Morgan 'unaware of phone hacking'
Former tabloid editor Piers Morgan has told the Leveson inquiry that he "did not believe" he had listened to illegally-obtained voice messages.
Mr Morgan, who was editor of the News of the World and the Daily Mirror, told the inquiry that "ethical considerations" were "interwoven" into his work.
He said he was unaware of any phone hacking at the Daily Mirror under his leadership - and had "no reason" to believe that hacking was going on.
Mr Morgan told inquiry chairman Lord Justice Leveson that he had listened to a voicemail message left for Heather Mills - former wife of pop star Sir Paul McCartney.
He repeatedly refused to disclose the "source" of the message. But he said Sir Paul had "stated as a fact" that "Lady Heather Mills McCartney" had recorded conversations and given them to journalists.

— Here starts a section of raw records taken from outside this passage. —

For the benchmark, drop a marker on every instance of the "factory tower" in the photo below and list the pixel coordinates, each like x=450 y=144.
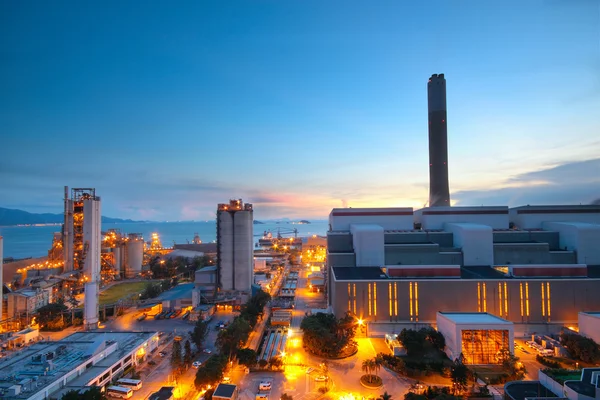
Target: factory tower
x=82 y=238
x=235 y=256
x=439 y=191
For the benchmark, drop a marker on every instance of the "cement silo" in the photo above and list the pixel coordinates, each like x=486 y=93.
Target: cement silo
x=235 y=252
x=135 y=255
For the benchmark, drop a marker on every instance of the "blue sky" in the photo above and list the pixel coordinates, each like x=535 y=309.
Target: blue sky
x=298 y=107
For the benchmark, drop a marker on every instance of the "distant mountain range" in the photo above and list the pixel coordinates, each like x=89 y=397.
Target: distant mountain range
x=10 y=217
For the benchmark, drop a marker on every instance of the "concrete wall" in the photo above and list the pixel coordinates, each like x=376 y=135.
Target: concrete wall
x=525 y=220
x=339 y=242
x=589 y=326
x=475 y=241
x=444 y=239
x=580 y=237
x=340 y=219
x=568 y=297
x=368 y=244
x=437 y=217
x=341 y=259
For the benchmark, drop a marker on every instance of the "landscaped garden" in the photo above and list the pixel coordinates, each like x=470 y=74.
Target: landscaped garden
x=329 y=337
x=121 y=291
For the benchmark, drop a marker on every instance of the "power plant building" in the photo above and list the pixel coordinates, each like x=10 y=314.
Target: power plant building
x=439 y=191
x=235 y=254
x=536 y=267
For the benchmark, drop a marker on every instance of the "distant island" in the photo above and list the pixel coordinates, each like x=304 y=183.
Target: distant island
x=11 y=217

Mr Morgan, who is based in America and hosts a CNN television show, said he had "little sympathy" with "celebrities who sell their weddings for a million pounds".
He said celebrities were the "last people" who should be protected by a privacy law.
Lord Justice Leveson was told that Mr Morgan became the News of the World's youngest editor in 1994 at the age of 28 and went on to edit the Daily Mirror between 1995 and 2004.
Mr Morgan, who gave evidence to the hearing in London from the United States via a video link, was questioned by Lord Justice Leveson and Robert Jay QC, counsel to the inquiry.
He said he was unaware of any phone hacking going on at the Daily Mirror under his leadership, adding: "To the best of my recollection, I do not believe so."